The Florida Southern College Teaching Through Technology workshop...

Professor Sydney Chalfa of Macon State continues to break new ground in the expanding field of Digital Storytelling. One of the leading proponents of the use video in the telling personal non-narrative stories, her teaching style enlightens non-professional to higher levels of skills and attributes in telling those comprehensive tales.

Recently Sydney joined numbers of Digital Storytelling proponents in Lakeland, Florida in teaching a workshop on the subject. Between July 11-15, Professor Chalfa shared her personal teaching style with educators from across the Southeast. The genre allows even the most inexperienced child, adult, or a storyteller to get their point across in the most personal form. A former student of the groundbreaking Joe Lambert led San Francisco Center for Digital Storytelling, Chalfa has been a pied piper for the genre.

With the increasing tone for not-for-profit budget cuts and the drying up of grants for documentary film-making. Digital storytelling has the possibility of being a gateway or bridge mechanism for filmmakers until economic stability is regained and the documentary genre is stabilized in the not so near future. 

http://www.flsouthern.edu/evening/TeacherWorkshops/

Tuesday, July 12, 2011

From Theory to the Proof...


The man who put Tarantino on the road to ‘Reservoir Dogs’ keeps plugging his brand of guerilla filmmaking.

I finally took the plunge and signed up for a nearly legendary cult status filmmaking workshop for independent moviemakers: Dov S-S Simens’ “2 Day Hollywood School” while recuperating from nearly a life ending accident in 1996. It had me kicking myself for majoring in television and film production 10 years and $32,000 in tuition, books, and room and board earlier. It changed my outlook on the process.

Over the weekend I revisited Dov’s course and technique by going to Los Angeles and re-enrolling in the class. 15 years ago, I had 5 years, 8 feature films, 2 Emmy nominated TV series, and a major network mini-series under my belt by that time.
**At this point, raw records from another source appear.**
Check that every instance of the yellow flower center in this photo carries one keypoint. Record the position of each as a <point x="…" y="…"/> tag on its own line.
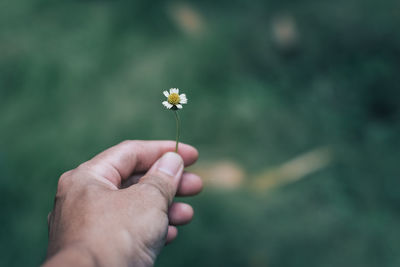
<point x="174" y="99"/>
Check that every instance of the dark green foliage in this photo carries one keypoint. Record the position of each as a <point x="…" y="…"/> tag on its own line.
<point x="79" y="76"/>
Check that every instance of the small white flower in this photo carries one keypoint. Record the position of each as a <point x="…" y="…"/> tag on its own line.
<point x="174" y="99"/>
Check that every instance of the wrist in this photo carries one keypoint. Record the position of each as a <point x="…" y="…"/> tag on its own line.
<point x="73" y="255"/>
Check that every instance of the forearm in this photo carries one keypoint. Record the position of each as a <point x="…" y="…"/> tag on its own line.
<point x="74" y="255"/>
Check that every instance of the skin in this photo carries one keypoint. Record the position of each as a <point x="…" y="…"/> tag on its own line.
<point x="117" y="209"/>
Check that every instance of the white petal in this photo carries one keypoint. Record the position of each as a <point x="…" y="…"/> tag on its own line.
<point x="174" y="91"/>
<point x="167" y="105"/>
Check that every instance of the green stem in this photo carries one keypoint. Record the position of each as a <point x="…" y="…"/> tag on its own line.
<point x="178" y="127"/>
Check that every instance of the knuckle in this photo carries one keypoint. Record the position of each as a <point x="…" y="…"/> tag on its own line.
<point x="64" y="182"/>
<point x="156" y="189"/>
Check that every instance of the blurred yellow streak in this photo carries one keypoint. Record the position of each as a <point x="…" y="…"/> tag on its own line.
<point x="293" y="170"/>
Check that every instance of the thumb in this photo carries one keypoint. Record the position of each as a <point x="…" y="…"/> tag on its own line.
<point x="164" y="176"/>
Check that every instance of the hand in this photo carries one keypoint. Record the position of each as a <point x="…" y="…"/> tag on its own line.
<point x="107" y="214"/>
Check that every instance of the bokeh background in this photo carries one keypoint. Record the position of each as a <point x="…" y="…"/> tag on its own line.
<point x="293" y="105"/>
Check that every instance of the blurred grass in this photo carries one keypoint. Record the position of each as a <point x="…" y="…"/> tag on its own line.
<point x="266" y="81"/>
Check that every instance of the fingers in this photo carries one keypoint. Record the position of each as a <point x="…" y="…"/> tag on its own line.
<point x="118" y="162"/>
<point x="161" y="181"/>
<point x="190" y="185"/>
<point x="180" y="213"/>
<point x="172" y="234"/>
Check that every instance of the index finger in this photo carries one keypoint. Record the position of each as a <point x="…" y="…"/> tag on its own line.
<point x="120" y="161"/>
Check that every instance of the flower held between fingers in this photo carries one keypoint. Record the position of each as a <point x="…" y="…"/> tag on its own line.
<point x="174" y="99"/>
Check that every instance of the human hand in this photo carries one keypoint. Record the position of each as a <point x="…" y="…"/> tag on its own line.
<point x="106" y="213"/>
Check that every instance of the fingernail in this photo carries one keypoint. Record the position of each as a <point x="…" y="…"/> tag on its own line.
<point x="171" y="163"/>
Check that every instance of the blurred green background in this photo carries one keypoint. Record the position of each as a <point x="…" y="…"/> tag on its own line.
<point x="267" y="82"/>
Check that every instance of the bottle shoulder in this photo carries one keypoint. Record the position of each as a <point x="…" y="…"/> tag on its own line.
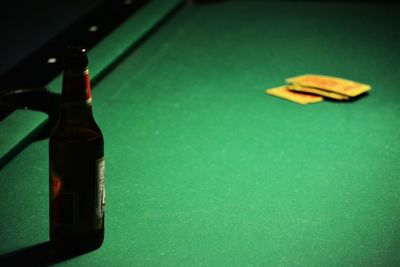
<point x="76" y="134"/>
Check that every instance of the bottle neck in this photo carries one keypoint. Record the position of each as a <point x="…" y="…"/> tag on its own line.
<point x="76" y="103"/>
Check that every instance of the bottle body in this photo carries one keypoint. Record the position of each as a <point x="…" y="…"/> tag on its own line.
<point x="77" y="189"/>
<point x="76" y="165"/>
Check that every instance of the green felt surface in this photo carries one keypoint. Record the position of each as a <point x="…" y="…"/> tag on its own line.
<point x="204" y="169"/>
<point x="22" y="126"/>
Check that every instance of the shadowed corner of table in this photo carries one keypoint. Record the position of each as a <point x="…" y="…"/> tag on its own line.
<point x="42" y="254"/>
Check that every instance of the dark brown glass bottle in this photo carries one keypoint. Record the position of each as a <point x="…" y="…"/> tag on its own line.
<point x="76" y="163"/>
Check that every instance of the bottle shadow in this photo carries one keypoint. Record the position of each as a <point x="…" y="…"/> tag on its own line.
<point x="42" y="254"/>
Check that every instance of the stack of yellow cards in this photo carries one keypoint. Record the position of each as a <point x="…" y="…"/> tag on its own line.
<point x="311" y="88"/>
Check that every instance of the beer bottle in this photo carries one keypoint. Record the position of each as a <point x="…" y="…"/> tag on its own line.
<point x="76" y="163"/>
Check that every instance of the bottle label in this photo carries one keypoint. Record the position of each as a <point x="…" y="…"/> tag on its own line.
<point x="77" y="192"/>
<point x="101" y="194"/>
<point x="62" y="203"/>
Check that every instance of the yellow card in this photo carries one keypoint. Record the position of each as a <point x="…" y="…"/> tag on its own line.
<point x="316" y="91"/>
<point x="300" y="98"/>
<point x="334" y="84"/>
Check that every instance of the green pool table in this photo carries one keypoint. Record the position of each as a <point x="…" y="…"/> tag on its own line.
<point x="203" y="168"/>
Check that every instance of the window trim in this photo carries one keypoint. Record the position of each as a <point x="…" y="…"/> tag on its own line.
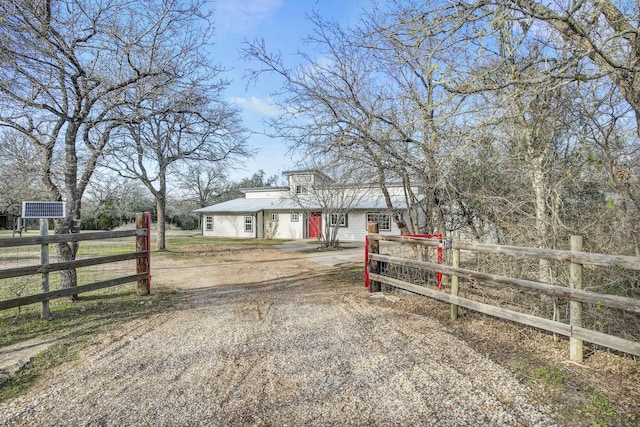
<point x="333" y="220"/>
<point x="377" y="216"/>
<point x="248" y="223"/>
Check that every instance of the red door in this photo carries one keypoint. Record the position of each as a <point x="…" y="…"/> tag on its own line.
<point x="315" y="225"/>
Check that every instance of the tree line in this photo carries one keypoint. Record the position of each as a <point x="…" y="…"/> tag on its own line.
<point x="516" y="121"/>
<point x="121" y="86"/>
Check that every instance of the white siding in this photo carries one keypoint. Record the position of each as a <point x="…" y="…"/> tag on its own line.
<point x="286" y="229"/>
<point x="228" y="226"/>
<point x="357" y="227"/>
<point x="272" y="194"/>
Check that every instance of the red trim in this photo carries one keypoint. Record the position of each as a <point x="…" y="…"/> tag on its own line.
<point x="147" y="220"/>
<point x="367" y="281"/>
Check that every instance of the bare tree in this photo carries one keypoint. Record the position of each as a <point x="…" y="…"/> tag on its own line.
<point x="20" y="164"/>
<point x="182" y="124"/>
<point x="66" y="70"/>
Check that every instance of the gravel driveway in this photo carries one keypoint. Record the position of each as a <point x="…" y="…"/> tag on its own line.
<point x="268" y="338"/>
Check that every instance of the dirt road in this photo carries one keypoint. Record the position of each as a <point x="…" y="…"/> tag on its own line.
<point x="268" y="338"/>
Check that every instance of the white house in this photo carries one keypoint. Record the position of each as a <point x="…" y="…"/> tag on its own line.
<point x="299" y="212"/>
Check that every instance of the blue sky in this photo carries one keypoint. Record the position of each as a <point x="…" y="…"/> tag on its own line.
<point x="283" y="25"/>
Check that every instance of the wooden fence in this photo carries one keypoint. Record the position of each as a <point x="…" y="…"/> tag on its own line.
<point x="574" y="293"/>
<point x="141" y="255"/>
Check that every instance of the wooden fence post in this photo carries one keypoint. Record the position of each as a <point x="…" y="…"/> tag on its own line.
<point x="143" y="265"/>
<point x="575" y="307"/>
<point x="45" y="312"/>
<point x="374" y="248"/>
<point x="455" y="263"/>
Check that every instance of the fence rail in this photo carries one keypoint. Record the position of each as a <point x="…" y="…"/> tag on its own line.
<point x="575" y="294"/>
<point x="141" y="254"/>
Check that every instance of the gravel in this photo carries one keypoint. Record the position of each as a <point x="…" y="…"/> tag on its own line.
<point x="292" y="350"/>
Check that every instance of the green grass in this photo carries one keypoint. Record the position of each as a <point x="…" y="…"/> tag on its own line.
<point x="602" y="409"/>
<point x="74" y="324"/>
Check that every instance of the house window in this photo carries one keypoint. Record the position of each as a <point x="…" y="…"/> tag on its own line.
<point x="382" y="219"/>
<point x="339" y="219"/>
<point x="248" y="224"/>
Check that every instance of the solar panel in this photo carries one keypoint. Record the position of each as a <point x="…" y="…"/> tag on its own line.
<point x="43" y="210"/>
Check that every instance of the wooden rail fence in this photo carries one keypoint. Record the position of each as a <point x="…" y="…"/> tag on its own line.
<point x="141" y="254"/>
<point x="574" y="293"/>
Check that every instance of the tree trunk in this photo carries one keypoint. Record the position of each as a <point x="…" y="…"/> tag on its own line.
<point x="161" y="205"/>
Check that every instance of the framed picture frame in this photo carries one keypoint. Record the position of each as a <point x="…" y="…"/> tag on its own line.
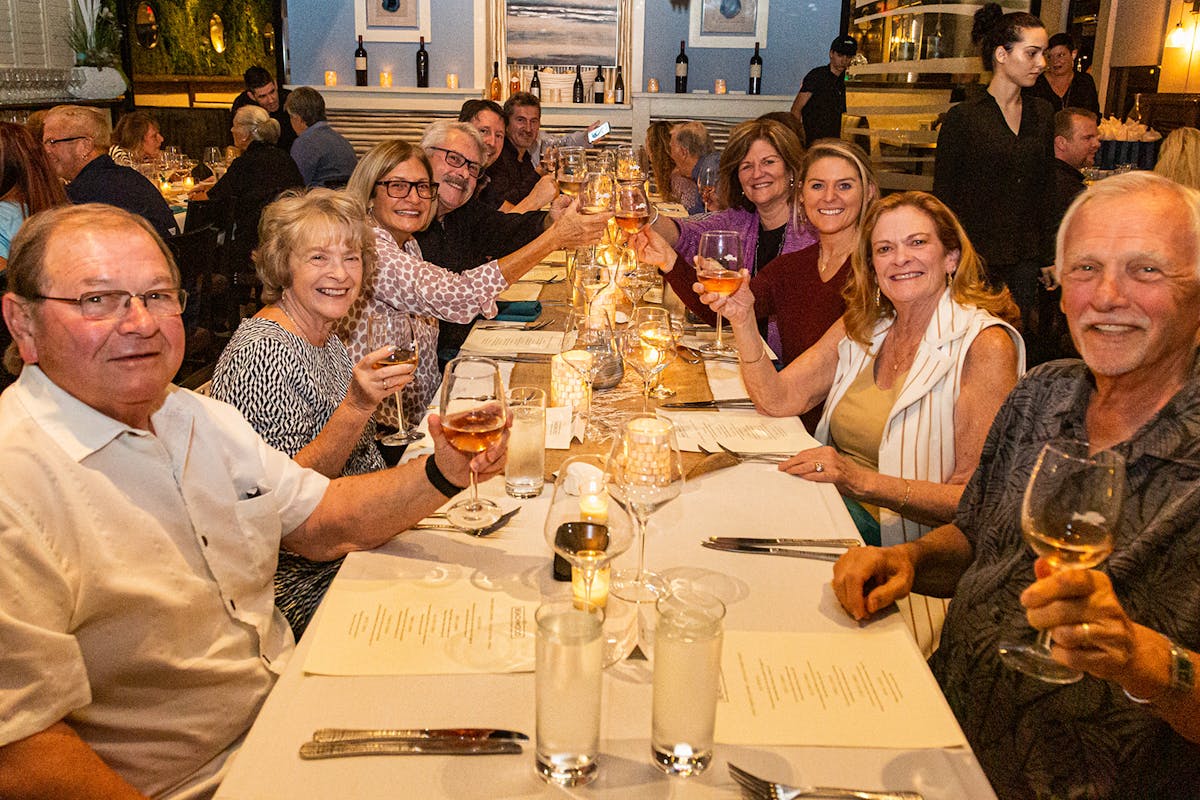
<point x="727" y="23"/>
<point x="391" y="20"/>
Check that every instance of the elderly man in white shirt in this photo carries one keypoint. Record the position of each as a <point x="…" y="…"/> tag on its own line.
<point x="139" y="525"/>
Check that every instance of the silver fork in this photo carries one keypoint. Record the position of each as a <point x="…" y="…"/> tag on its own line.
<point x="756" y="788"/>
<point x="502" y="326"/>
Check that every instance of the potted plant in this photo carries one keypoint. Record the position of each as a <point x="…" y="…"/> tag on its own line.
<point x="94" y="36"/>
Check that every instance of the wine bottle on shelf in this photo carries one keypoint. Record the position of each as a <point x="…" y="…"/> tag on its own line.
<point x="755" y="72"/>
<point x="577" y="89"/>
<point x="360" y="65"/>
<point x="423" y="66"/>
<point x="682" y="71"/>
<point x="495" y="90"/>
<point x="535" y="82"/>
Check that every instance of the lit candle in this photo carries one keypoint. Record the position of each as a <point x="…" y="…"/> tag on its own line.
<point x="600" y="581"/>
<point x="594" y="507"/>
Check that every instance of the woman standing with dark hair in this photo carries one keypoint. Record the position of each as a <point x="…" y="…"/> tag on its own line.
<point x="1062" y="86"/>
<point x="994" y="155"/>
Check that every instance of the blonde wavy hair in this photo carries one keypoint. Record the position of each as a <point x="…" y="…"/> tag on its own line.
<point x="865" y="305"/>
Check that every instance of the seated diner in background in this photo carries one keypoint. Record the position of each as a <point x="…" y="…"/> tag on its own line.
<point x="292" y="378"/>
<point x="141" y="523"/>
<point x="1127" y="259"/>
<point x="802" y="289"/>
<point x="395" y="184"/>
<point x="911" y="377"/>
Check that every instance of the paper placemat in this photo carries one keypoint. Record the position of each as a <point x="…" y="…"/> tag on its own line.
<point x="831" y="690"/>
<point x="421" y="627"/>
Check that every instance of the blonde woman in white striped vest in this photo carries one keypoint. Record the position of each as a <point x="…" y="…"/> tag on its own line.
<point x="911" y="376"/>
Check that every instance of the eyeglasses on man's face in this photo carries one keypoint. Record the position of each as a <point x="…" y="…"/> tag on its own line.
<point x="107" y="305"/>
<point x="456" y="160"/>
<point x="400" y="188"/>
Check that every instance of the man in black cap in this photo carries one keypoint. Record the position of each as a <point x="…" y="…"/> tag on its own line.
<point x="822" y="97"/>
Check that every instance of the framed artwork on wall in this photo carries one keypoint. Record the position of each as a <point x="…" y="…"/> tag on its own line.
<point x="391" y="20"/>
<point x="727" y="23"/>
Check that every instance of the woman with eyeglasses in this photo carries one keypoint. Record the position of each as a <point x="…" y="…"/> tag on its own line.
<point x="395" y="182"/>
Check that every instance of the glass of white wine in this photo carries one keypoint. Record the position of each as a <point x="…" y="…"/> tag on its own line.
<point x="720" y="257"/>
<point x="474" y="413"/>
<point x="1072" y="505"/>
<point x="395" y="330"/>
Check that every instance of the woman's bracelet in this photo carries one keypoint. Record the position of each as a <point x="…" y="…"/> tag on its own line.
<point x="439" y="481"/>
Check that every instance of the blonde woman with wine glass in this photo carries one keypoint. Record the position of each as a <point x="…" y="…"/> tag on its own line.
<point x="911" y="377"/>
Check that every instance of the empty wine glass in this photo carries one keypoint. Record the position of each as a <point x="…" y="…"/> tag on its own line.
<point x="1072" y="505"/>
<point x="646" y="471"/>
<point x="395" y="330"/>
<point x="474" y="414"/>
<point x="720" y="257"/>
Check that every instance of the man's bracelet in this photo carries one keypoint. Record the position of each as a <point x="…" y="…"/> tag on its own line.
<point x="1182" y="677"/>
<point x="439" y="481"/>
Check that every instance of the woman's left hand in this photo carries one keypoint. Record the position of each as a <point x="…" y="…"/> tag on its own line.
<point x="827" y="465"/>
<point x="1091" y="631"/>
<point x="457" y="465"/>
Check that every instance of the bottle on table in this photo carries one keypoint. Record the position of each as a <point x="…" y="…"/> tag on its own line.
<point x="493" y="91"/>
<point x="360" y="65"/>
<point x="755" y="72"/>
<point x="682" y="70"/>
<point x="577" y="89"/>
<point x="423" y="66"/>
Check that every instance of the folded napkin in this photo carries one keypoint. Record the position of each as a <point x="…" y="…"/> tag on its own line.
<point x="519" y="311"/>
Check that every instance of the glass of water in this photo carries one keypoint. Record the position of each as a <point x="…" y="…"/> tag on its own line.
<point x="568" y="675"/>
<point x="525" y="469"/>
<point x="687" y="680"/>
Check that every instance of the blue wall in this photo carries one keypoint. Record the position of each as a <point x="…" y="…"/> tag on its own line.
<point x="798" y="35"/>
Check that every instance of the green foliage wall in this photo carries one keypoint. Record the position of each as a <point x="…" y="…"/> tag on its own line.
<point x="185" y="48"/>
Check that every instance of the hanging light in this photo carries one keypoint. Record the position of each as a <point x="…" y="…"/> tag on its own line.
<point x="1179" y="37"/>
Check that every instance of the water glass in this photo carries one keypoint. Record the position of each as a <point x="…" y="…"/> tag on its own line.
<point x="568" y="673"/>
<point x="687" y="680"/>
<point x="523" y="473"/>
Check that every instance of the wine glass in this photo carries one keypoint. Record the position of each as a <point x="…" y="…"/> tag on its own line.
<point x="648" y="346"/>
<point x="720" y="253"/>
<point x="1072" y="504"/>
<point x="571" y="170"/>
<point x="395" y="330"/>
<point x="598" y="193"/>
<point x="633" y="208"/>
<point x="646" y="471"/>
<point x="473" y="417"/>
<point x="588" y="529"/>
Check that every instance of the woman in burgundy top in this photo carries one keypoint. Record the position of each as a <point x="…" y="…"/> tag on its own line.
<point x="802" y="289"/>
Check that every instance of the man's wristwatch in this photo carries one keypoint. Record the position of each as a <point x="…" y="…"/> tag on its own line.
<point x="1182" y="675"/>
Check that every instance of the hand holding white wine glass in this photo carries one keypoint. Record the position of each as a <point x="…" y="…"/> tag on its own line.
<point x="395" y="330"/>
<point x="718" y="260"/>
<point x="474" y="414"/>
<point x="1072" y="505"/>
<point x="646" y="471"/>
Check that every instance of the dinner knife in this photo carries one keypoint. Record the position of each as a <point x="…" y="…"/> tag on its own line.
<point x="766" y="549"/>
<point x="450" y="734"/>
<point x="311" y="750"/>
<point x="793" y="542"/>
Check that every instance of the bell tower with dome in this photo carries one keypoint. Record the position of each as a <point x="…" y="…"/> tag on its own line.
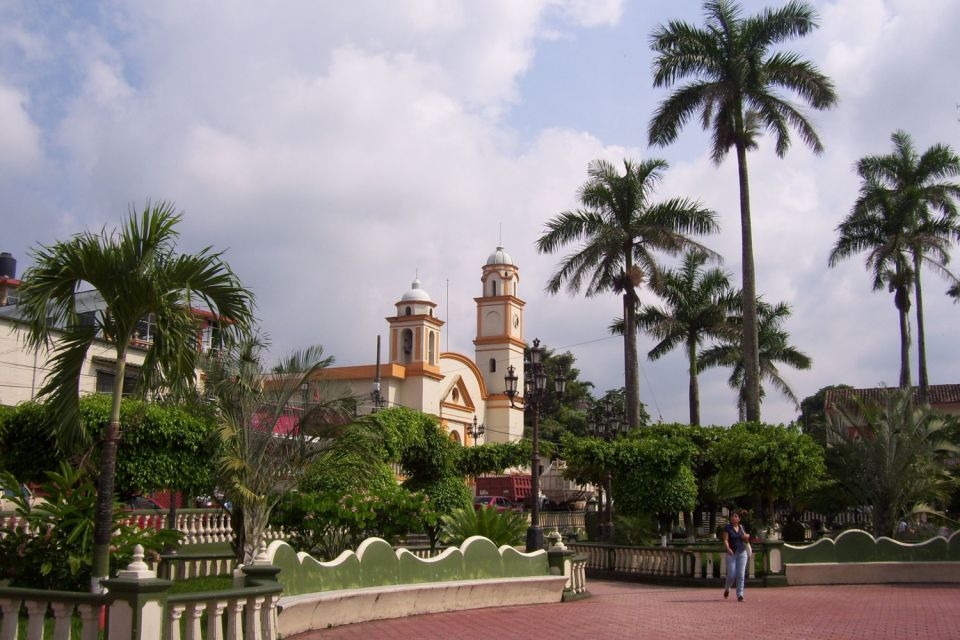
<point x="499" y="342"/>
<point x="415" y="333"/>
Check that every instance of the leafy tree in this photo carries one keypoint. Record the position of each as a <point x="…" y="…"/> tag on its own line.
<point x="773" y="462"/>
<point x="137" y="272"/>
<point x="271" y="427"/>
<point x="920" y="185"/>
<point x="53" y="547"/>
<point x="560" y="414"/>
<point x="775" y="348"/>
<point x="163" y="447"/>
<point x="620" y="230"/>
<point x="813" y="416"/>
<point x="698" y="304"/>
<point x="891" y="456"/>
<point x="652" y="476"/>
<point x="735" y="85"/>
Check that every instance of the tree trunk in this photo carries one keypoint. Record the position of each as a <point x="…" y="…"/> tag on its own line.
<point x="921" y="340"/>
<point x="631" y="363"/>
<point x="103" y="516"/>
<point x="902" y="301"/>
<point x="694" y="383"/>
<point x="751" y="353"/>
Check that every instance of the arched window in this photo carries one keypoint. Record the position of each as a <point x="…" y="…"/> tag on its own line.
<point x="407" y="345"/>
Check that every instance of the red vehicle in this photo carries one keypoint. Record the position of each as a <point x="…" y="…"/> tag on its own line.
<point x="495" y="502"/>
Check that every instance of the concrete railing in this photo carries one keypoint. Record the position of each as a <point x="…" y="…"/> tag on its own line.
<point x="695" y="563"/>
<point x="138" y="606"/>
<point x="198" y="526"/>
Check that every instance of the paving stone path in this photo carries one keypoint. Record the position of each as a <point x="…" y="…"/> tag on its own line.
<point x="623" y="610"/>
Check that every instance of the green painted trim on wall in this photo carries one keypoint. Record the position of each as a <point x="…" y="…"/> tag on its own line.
<point x="856" y="545"/>
<point x="377" y="564"/>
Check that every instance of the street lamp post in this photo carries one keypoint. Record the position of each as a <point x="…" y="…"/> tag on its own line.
<point x="607" y="425"/>
<point x="535" y="386"/>
<point x="476" y="431"/>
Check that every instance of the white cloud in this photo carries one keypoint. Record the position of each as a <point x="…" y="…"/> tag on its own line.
<point x="21" y="151"/>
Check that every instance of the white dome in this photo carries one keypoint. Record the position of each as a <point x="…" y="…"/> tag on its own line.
<point x="499" y="256"/>
<point x="416" y="294"/>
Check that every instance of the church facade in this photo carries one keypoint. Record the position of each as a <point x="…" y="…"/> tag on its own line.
<point x="454" y="387"/>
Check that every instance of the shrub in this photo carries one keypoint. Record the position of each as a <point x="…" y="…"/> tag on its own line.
<point x="501" y="527"/>
<point x="53" y="547"/>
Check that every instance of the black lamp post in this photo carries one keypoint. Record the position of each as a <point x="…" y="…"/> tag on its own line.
<point x="476" y="431"/>
<point x="607" y="424"/>
<point x="535" y="386"/>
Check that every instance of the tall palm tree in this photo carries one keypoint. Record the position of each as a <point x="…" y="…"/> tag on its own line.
<point x="136" y="272"/>
<point x="736" y="84"/>
<point x="921" y="185"/>
<point x="885" y="226"/>
<point x="775" y="348"/>
<point x="272" y="425"/>
<point x="697" y="305"/>
<point x="620" y="229"/>
<point x="891" y="455"/>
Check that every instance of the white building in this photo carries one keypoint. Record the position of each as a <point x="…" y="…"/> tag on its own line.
<point x="452" y="386"/>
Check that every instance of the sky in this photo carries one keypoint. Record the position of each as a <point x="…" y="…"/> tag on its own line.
<point x="337" y="151"/>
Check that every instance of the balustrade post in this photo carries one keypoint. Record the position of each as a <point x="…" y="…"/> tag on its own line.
<point x="137" y="600"/>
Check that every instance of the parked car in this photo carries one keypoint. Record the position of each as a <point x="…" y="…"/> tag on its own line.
<point x="495" y="502"/>
<point x="142" y="502"/>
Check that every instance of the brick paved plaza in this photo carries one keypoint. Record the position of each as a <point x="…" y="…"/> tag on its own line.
<point x="622" y="610"/>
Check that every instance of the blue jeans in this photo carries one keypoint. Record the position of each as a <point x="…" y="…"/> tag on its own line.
<point x="736" y="568"/>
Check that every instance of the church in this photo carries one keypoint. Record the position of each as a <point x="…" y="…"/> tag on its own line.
<point x="454" y="387"/>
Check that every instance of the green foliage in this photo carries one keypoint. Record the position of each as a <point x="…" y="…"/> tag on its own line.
<point x="501" y="527"/>
<point x="634" y="530"/>
<point x="27" y="447"/>
<point x="53" y="549"/>
<point x="895" y="457"/>
<point x="327" y="525"/>
<point x="163" y="447"/>
<point x="493" y="458"/>
<point x="813" y="417"/>
<point x="773" y="461"/>
<point x="339" y="475"/>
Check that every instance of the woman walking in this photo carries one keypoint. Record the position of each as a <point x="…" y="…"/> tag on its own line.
<point x="737" y="541"/>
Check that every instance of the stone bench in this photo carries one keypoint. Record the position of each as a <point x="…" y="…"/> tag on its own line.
<point x="871" y="572"/>
<point x="332" y="608"/>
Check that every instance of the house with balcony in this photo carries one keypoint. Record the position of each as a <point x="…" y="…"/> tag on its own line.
<point x="23" y="370"/>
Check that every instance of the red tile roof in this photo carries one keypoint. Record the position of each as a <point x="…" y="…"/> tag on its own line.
<point x="936" y="394"/>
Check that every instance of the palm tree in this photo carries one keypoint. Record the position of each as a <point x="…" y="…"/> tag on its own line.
<point x="137" y="273"/>
<point x="620" y="229"/>
<point x="775" y="348"/>
<point x="885" y="227"/>
<point x="735" y="87"/>
<point x="892" y="456"/>
<point x="272" y="426"/>
<point x="698" y="303"/>
<point x="920" y="184"/>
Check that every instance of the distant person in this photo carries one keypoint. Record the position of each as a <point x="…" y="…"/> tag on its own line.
<point x="735" y="540"/>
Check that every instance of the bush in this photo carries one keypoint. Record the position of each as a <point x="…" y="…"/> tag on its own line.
<point x="501" y="527"/>
<point x="793" y="531"/>
<point x="327" y="525"/>
<point x="53" y="548"/>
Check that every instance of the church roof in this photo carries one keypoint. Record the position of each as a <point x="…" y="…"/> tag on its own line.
<point x="499" y="256"/>
<point x="416" y="294"/>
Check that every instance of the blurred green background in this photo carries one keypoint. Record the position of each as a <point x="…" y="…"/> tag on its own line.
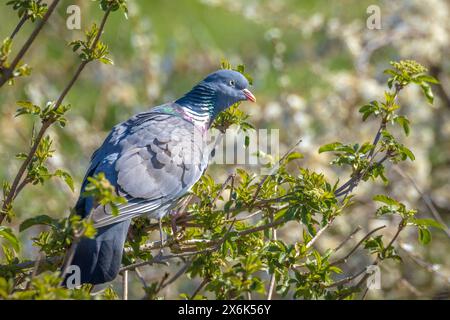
<point x="314" y="63"/>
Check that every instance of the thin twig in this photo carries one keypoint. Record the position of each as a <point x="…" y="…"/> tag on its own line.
<point x="348" y="238"/>
<point x="426" y="198"/>
<point x="46" y="124"/>
<point x="125" y="284"/>
<point x="348" y="255"/>
<point x="8" y="72"/>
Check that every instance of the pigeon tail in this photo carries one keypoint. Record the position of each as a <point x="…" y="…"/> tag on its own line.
<point x="99" y="259"/>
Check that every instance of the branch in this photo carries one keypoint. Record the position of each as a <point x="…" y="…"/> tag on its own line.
<point x="344" y="259"/>
<point x="8" y="72"/>
<point x="427" y="199"/>
<point x="46" y="124"/>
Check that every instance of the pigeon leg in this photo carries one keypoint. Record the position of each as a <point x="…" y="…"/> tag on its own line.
<point x="161" y="237"/>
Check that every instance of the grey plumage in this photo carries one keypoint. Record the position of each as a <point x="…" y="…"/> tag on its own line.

Therefore, I felt extremely confident in my knowledge of the budget and planning process. There is the “Hollywood Myth” of what a movie cost to make and the reality of what the actual cost truly is in the end. The only good thing about being a low level office PA is that you sooner or later, you get to see the “bible budget” while mass copying it for the need to know executives, producers, and security bondsmen. The most startling revelation aspect in the workshop is just that, the myth far exceeds the truth “above-the-line” and “below-the-line” figures that are nightly bandied about on shows like Entertainment Tonight or Access Hollywood. Simen’s is famed for demystifying the process.

Now, 15 years later with 10 more features, 6 more TV series, and 3 more mini-series in my rear view mirror, I flew to Southern California to see just how relevant his ideas were on the matters that he presented to us.

The process is always 87% cost control, 7% product, and the remaining 6% being the wash of the experience. If you can acquire the property reasonably, sell the idea without ceding to much control, and lastly make the film with reasonable acquisitions of talent, equipment, location, and post-production necessity, then one can generally  stand assured that the final piece: distribution may leave the filmmaker in the position to succeed regardless of the quality of the work. Producer Roger Corman made a career of this formula while at American International films.

Making your first movie of any kind is always the most daunting matter on a beginner's or industry veteran’s plate. Still, as Simen’s finished his 38 steps of production and the avenues of getting the project acquired in some manner for distribution; the premise had not changed over that period of time. It got Quentin Tarentino to the brink of getting a film made with a mostly then D-list performers and one mega star in Harvey Keitel to be in ‘Reservoir Dogs.’